Kidney-gut-skin axis in CKD-associated pruritus: mechanisms and therapeutic implications
This narrative review synthesizes mechanistic evidence on gut microbiota and the kidney-gut-skin axis in CKD-associated pruritus without providing quantifiable therapeutic efficacy data.

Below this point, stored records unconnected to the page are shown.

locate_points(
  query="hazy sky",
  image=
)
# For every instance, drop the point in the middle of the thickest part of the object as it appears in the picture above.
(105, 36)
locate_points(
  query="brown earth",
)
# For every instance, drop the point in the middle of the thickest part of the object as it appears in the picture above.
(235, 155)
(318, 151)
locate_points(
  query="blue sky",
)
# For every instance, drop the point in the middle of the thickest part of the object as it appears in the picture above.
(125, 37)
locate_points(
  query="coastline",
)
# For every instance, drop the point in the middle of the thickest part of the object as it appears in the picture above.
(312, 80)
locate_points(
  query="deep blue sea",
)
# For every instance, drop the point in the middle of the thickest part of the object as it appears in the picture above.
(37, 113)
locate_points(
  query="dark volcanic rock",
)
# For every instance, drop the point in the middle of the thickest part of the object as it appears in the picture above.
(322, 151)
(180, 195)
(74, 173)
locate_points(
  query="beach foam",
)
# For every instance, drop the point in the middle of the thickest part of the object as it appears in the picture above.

| Outcome | Grade | Direction | Effect | Studies |
|---|---|---|---|---|
| Prevalence of moderate-to-severe pruritus in CKD | C | — Insufficient | 24% (estudo transversal citado, sem IC 95%) | 1 |
| All-cause mortality associated with severe CKD-aP | C | ▼ Unfavorable | +17–22% (literatura citada, sem IC 95%) | — |
| Fatigue risk in CKD-aP patients | C | ▼ Unfavorable | RR 2–5.8 (literatura citada, sem IC 95%) | — |
| Cutaneous κ-opioid receptor expression in CKD-aP vs. non-pruritic | C | ▼ Unfavorable | Reduzida em HD com prurido vs. sem prurido (sem tamanho de efeito quantificado) | 1 |
| Serum IL-31 levels in CKD-aP | C | ▼ Unfavorable | Elevada vs. controles sem prurido (sem OR/RR/IC 95%) | 3 |
| Efficacy of microbiota interventions (FMT, probiotics, AST-120) in CKD-aP | D | — Insufficient | Sem dados quantificáveis de ensaios clínicos em CKD-aP | — |
| Quality of life and sleep disturbance in CKD-aP | C | ▼ Unfavorable | 60% com insônia em CKD-aP moderado-grave (literatura citada, sem IC 95%) | — |
Context
CKD-aP affects 18–80% of end-stage kidney disease patients and increases all-cause mortality by 17–22%. Pathophysiological mechanisms remain incompletely understood, limiting treatment. The kidney-gut-skin axis hypothesis represents a conceptual reorientation warranting investigation of microbiota-centered therapeutic targets.
What the study showed
The study presents no original trial data or meta-analysis; it synthesizes existing literature. CKD-aP patients show elevated IL-31, IL-2, and IL-6 versus non-pruritic controls and reduced cutaneous κ-opioid receptor expression. A cited multinational cross-sectional study reported 24% prevalence of moderate-to-severe pruritus in CKD stages 3–5. Fatigue risk is 2–5.8× higher in pruritic patients; all-cause mortality elevated 17–22%. No 95% CI or effect size for microbiota interventions on pruritus outcomes is reported.
How it was done
Structured narrative review. Databases: PubMed, Web of Science, Embase, Scopus, CNKI, and Wanfang, from inception to May 2, 2026. No PRISMA-based risk-of-bias assessment; no quantitative meta-analysis. Eligible studies included clinical, observational, interventional, review, meta-analytic, and mechanistic reports.
Effect magnitude
No primary effect size calculated by the authors. Data cited from secondary literature: all-cause mortality elevated 17–22% and fatigue risk 2–5.8× higher in severe CKD-aP — no 95% CI reported in this review.
Limitations
Narrative review without PRISMA protocol or risk-of-bias assessment (RoB 2, ROBINS-I, AMSTAR-2 not applied). Study selection susceptible to author confirmation bias. Mechanistic evidence predominantly from animal models and in vitro studies; generalization to human CKD-aP undemonstrated. Source population heterogeneity precludes causal conclusions. No RCT on microbiota interventions for CKD-aP is systematically evaluated.
In clinical practice
This review does NOT support practice change at evidence level A or B for any microbiota intervention in CKD-aP. Clinicians should maintain established treatments (phosphate control, skin hydration, difelikefalin where available). The kidney-gut-skin axis framework may guide hypotheses for future trials but does not alter current clinical protocols.
What is still missing
Randomized controlled trials with a validated pruritus primary endpoint (WI-NRS or VAS), evaluating specific microbiota interventions (FMT, probiotics, AST-120) in confirmed CKD-aP patients, with adequate follow-up and confounder control.